Arak number 1 is made in a few houses in Merita, a village of about a hundred families. There are many kinds of arak in Bali, but they are what the people of Merita deem “impure” and “tasteless.” Amy’s family—the Mertas—have been making arak number 1 for more than a hundred years.
To make one liter, the palm flower (tuak) is distilled for four hours through a rusty metal pipe and allowed to settle for another hour. The result is a strong, pungent spirit that is ideally drunk in shots. People from all over the east of Bali come to Merita to buy from the family. Bartenders, hotel owners, young men like the one I met. But It is up to them to sell or to not.
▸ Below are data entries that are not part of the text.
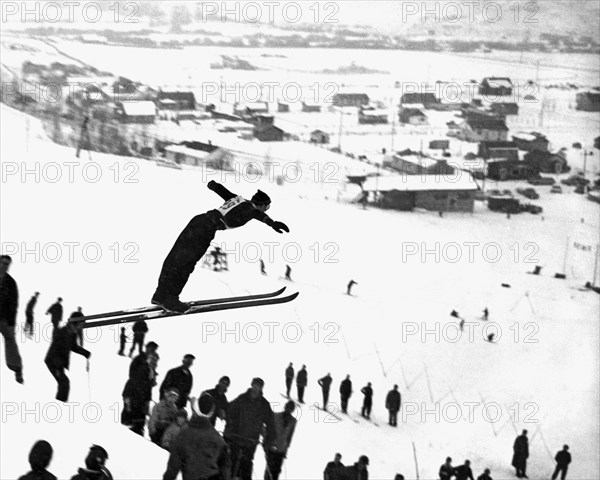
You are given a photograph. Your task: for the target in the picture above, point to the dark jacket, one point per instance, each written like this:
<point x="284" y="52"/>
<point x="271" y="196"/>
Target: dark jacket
<point x="346" y="388"/>
<point x="9" y="300"/>
<point x="393" y="400"/>
<point x="563" y="458"/>
<point x="63" y="343"/>
<point x="302" y="378"/>
<point x="141" y="379"/>
<point x="463" y="472"/>
<point x="55" y="312"/>
<point x="198" y="452"/>
<point x="86" y="474"/>
<point x="38" y="475"/>
<point x="221" y="404"/>
<point x="179" y="377"/>
<point x="245" y="419"/>
<point x="325" y="382"/>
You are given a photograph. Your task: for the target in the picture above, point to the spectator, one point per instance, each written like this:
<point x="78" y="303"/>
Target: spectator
<point x="94" y="466"/>
<point x="199" y="452"/>
<point x="39" y="460"/>
<point x="180" y="378"/>
<point x="521" y="454"/>
<point x="9" y="302"/>
<point x="221" y="403"/>
<point x="138" y="389"/>
<point x="393" y="403"/>
<point x="276" y="451"/>
<point x="301" y="382"/>
<point x="64" y="341"/>
<point x="29" y="314"/>
<point x="173" y="430"/>
<point x="55" y="311"/>
<point x="332" y="468"/>
<point x="247" y="416"/>
<point x="563" y="459"/>
<point x="163" y="414"/>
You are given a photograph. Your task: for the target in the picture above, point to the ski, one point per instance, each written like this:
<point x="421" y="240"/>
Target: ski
<point x="154" y="308"/>
<point x="196" y="309"/>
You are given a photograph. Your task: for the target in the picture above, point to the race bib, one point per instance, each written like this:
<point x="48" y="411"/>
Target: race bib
<point x="230" y="205"/>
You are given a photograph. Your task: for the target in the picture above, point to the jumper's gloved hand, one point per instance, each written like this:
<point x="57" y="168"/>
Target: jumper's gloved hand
<point x="280" y="227"/>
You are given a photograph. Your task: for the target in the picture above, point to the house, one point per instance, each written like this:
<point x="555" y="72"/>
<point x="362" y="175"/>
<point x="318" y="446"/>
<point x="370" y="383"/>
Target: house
<point x="481" y="127"/>
<point x="372" y="115"/>
<point x="430" y="192"/>
<point x="413" y="163"/>
<point x="350" y="99"/>
<point x="530" y="142"/>
<point x="588" y="101"/>
<point x="268" y="133"/>
<point x="547" y="162"/>
<point x="439" y="144"/>
<point x="412" y="116"/>
<point x="136" y="112"/>
<point x="427" y="99"/>
<point x="175" y="100"/>
<point x="504" y="108"/>
<point x="251" y="108"/>
<point x="311" y="107"/>
<point x="319" y="137"/>
<point x="498" y="150"/>
<point x="211" y="157"/>
<point x="496" y="87"/>
<point x="501" y="169"/>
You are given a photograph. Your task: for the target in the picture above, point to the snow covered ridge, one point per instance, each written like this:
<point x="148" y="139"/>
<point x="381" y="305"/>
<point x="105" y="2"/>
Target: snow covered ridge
<point x="441" y="374"/>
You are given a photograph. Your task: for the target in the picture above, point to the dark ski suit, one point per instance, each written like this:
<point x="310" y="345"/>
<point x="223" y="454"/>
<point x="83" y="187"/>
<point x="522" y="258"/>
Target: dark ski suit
<point x="194" y="240"/>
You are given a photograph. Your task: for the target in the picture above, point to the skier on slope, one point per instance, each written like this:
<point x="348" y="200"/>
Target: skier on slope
<point x="195" y="239"/>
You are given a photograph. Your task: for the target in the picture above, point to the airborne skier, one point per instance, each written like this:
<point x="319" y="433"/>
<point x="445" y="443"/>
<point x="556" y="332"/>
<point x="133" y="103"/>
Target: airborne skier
<point x="195" y="239"/>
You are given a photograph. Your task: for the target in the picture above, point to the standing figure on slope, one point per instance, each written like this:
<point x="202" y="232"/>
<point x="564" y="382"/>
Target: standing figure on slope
<point x="195" y="239"/>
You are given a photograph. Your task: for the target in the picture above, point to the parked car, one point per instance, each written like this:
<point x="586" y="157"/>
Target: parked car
<point x="541" y="181"/>
<point x="575" y="180"/>
<point x="529" y="193"/>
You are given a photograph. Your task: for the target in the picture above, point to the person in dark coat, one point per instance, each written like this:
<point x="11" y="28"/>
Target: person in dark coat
<point x="276" y="452"/>
<point x="301" y="382"/>
<point x="122" y="342"/>
<point x="393" y="402"/>
<point x="345" y="393"/>
<point x="137" y="392"/>
<point x="181" y="378"/>
<point x="9" y="303"/>
<point x="563" y="459"/>
<point x="140" y="329"/>
<point x="358" y="471"/>
<point x="325" y="384"/>
<point x="55" y="311"/>
<point x="95" y="468"/>
<point x="199" y="452"/>
<point x="521" y="454"/>
<point x="247" y="416"/>
<point x="367" y="401"/>
<point x="221" y="403"/>
<point x="332" y="468"/>
<point x="289" y="378"/>
<point x="29" y="313"/>
<point x="446" y="470"/>
<point x="58" y="357"/>
<point x="195" y="239"/>
<point x="462" y="472"/>
<point x="78" y="314"/>
<point x="39" y="460"/>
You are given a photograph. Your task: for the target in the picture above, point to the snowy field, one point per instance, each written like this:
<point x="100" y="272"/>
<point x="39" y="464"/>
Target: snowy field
<point x="541" y="374"/>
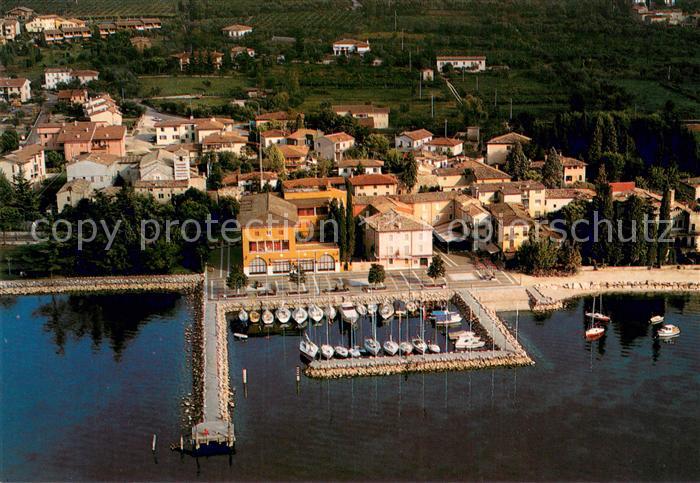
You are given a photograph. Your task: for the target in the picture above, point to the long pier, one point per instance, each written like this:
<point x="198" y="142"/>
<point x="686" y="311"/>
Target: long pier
<point x="217" y="424"/>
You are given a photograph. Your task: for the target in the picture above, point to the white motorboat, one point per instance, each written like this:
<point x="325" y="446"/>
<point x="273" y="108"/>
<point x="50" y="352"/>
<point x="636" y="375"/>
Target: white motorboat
<point x="341" y="351"/>
<point x="283" y="315"/>
<point x="372" y="346"/>
<point x="386" y="310"/>
<point x="267" y="317"/>
<point x="469" y="343"/>
<point x="445" y="317"/>
<point x="595" y="333"/>
<point x="390" y="347"/>
<point x="243" y="315"/>
<point x="434" y="348"/>
<point x="657" y="319"/>
<point x="348" y="313"/>
<point x="327" y="351"/>
<point x="315" y="313"/>
<point x="668" y="331"/>
<point x="300" y="315"/>
<point x="419" y="345"/>
<point x="330" y="313"/>
<point x="308" y="348"/>
<point x="406" y="348"/>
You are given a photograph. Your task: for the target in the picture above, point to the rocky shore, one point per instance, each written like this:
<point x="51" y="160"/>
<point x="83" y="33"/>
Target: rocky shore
<point x="136" y="283"/>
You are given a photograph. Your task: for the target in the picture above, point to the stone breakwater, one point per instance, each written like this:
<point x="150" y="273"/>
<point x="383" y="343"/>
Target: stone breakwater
<point x="386" y="366"/>
<point x="137" y="283"/>
<point x="225" y="395"/>
<point x="335" y="300"/>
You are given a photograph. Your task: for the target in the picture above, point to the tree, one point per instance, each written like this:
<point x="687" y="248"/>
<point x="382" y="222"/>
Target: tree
<point x="517" y="164"/>
<point x="376" y="274"/>
<point x="409" y="175"/>
<point x="297" y="276"/>
<point x="236" y="279"/>
<point x="553" y="170"/>
<point x="436" y="268"/>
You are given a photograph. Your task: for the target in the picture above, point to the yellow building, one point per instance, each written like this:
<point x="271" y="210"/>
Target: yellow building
<point x="272" y="239"/>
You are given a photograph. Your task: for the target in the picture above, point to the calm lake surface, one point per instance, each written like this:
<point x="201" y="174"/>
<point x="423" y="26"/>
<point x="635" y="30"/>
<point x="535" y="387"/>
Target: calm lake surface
<point x="87" y="380"/>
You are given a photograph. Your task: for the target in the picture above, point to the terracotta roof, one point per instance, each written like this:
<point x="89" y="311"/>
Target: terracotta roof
<point x="339" y="137"/>
<point x="509" y="138"/>
<point x="302" y="183"/>
<point x="354" y="163"/>
<point x="394" y="221"/>
<point x="16" y="83"/>
<point x="264" y="207"/>
<point x="224" y="138"/>
<point x="444" y="142"/>
<point x="373" y="179"/>
<point x="360" y="109"/>
<point x="417" y="134"/>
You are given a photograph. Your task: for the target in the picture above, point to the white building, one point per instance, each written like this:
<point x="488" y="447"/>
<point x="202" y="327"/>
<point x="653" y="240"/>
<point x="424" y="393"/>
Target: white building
<point x="18" y="88"/>
<point x="398" y="240"/>
<point x="237" y="31"/>
<point x="462" y="62"/>
<point x="413" y="140"/>
<point x="350" y="46"/>
<point x="28" y="161"/>
<point x="57" y="75"/>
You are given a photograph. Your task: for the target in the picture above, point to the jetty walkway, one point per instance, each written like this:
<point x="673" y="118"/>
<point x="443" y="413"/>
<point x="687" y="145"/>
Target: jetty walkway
<point x="217" y="425"/>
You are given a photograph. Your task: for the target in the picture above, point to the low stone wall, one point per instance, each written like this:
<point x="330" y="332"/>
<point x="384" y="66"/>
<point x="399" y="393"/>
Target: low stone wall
<point x="386" y="366"/>
<point x="140" y="283"/>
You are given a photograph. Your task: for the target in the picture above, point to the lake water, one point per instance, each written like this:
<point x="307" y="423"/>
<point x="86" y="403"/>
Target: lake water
<point x="86" y="381"/>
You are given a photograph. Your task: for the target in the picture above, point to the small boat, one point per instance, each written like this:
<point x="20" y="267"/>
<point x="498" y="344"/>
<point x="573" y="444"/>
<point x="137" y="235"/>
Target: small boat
<point x="327" y="351"/>
<point x="330" y="313"/>
<point x="462" y="334"/>
<point x="315" y="313"/>
<point x="595" y="333"/>
<point x="406" y="348"/>
<point x="348" y="313"/>
<point x="399" y="308"/>
<point x="390" y="347"/>
<point x="267" y="317"/>
<point x="419" y="345"/>
<point x="668" y="331"/>
<point x="308" y="348"/>
<point x="657" y="319"/>
<point x="341" y="351"/>
<point x="283" y="315"/>
<point x="386" y="310"/>
<point x="372" y="346"/>
<point x="434" y="348"/>
<point x="300" y="315"/>
<point x="469" y="343"/>
<point x="445" y="317"/>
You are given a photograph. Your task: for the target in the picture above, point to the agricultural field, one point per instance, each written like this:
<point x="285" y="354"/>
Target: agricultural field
<point x="97" y="8"/>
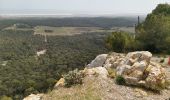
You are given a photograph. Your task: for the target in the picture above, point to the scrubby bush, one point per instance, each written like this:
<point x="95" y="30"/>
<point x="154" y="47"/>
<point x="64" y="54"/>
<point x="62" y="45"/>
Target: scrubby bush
<point x="121" y="42"/>
<point x="120" y="80"/>
<point x="111" y="72"/>
<point x="162" y="60"/>
<point x="73" y="77"/>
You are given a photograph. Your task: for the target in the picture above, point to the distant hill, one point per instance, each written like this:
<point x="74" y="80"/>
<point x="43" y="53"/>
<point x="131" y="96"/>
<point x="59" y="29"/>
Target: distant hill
<point x="104" y="22"/>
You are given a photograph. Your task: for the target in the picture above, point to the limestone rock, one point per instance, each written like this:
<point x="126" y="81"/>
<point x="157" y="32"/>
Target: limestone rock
<point x="98" y="61"/>
<point x="101" y="71"/>
<point x="138" y="69"/>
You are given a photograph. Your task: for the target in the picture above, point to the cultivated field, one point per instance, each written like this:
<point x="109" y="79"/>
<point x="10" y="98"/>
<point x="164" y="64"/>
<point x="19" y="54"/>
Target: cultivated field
<point x="47" y="30"/>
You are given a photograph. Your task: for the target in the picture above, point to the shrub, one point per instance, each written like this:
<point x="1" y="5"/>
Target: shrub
<point x="111" y="72"/>
<point x="162" y="60"/>
<point x="73" y="77"/>
<point x="120" y="80"/>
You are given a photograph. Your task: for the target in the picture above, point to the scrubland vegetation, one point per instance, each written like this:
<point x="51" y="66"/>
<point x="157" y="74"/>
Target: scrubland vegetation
<point x="26" y="73"/>
<point x="153" y="34"/>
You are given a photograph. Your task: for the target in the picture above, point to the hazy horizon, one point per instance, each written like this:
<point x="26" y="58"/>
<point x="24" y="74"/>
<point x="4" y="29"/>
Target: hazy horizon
<point x="78" y="7"/>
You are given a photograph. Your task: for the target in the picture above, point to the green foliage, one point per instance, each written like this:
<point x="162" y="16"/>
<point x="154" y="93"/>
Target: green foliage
<point x="111" y="72"/>
<point x="162" y="60"/>
<point x="121" y="42"/>
<point x="5" y="98"/>
<point x="73" y="77"/>
<point x="120" y="80"/>
<point x="154" y="32"/>
<point x="26" y="73"/>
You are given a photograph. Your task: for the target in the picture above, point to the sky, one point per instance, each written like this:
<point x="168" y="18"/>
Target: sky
<point x="70" y="7"/>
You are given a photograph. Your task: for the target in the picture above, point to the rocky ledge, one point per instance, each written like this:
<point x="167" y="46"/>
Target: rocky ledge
<point x="137" y="69"/>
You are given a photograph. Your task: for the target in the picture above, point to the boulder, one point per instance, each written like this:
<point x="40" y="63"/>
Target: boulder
<point x="100" y="71"/>
<point x="98" y="61"/>
<point x="138" y="69"/>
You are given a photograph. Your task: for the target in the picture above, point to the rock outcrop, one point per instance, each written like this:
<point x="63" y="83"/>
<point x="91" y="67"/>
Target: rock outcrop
<point x="98" y="61"/>
<point x="137" y="69"/>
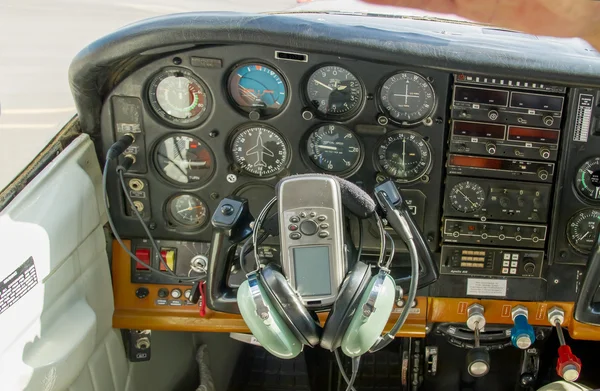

“Sometimes we don’t sell our arak, we keep it,” Amy tells me, indicating that I am supposed to shoot my drink, not sip it. “It is special. It is not for ruffians.” I nod at her, proud to not be considered a ruffian. Arak number 1 is what the Lonely Planet will not tell you about Bali. Every time I take a shot, the drink tastes different, my mood elevates and falls with alarming suddenness, and here it is, the essence of Bali, devoid of simplification.
We are drunk and grateful, and my sister does a sudden curtsy, sending everyone into fits of laughter. They believe we are about to do a dance. And so we do.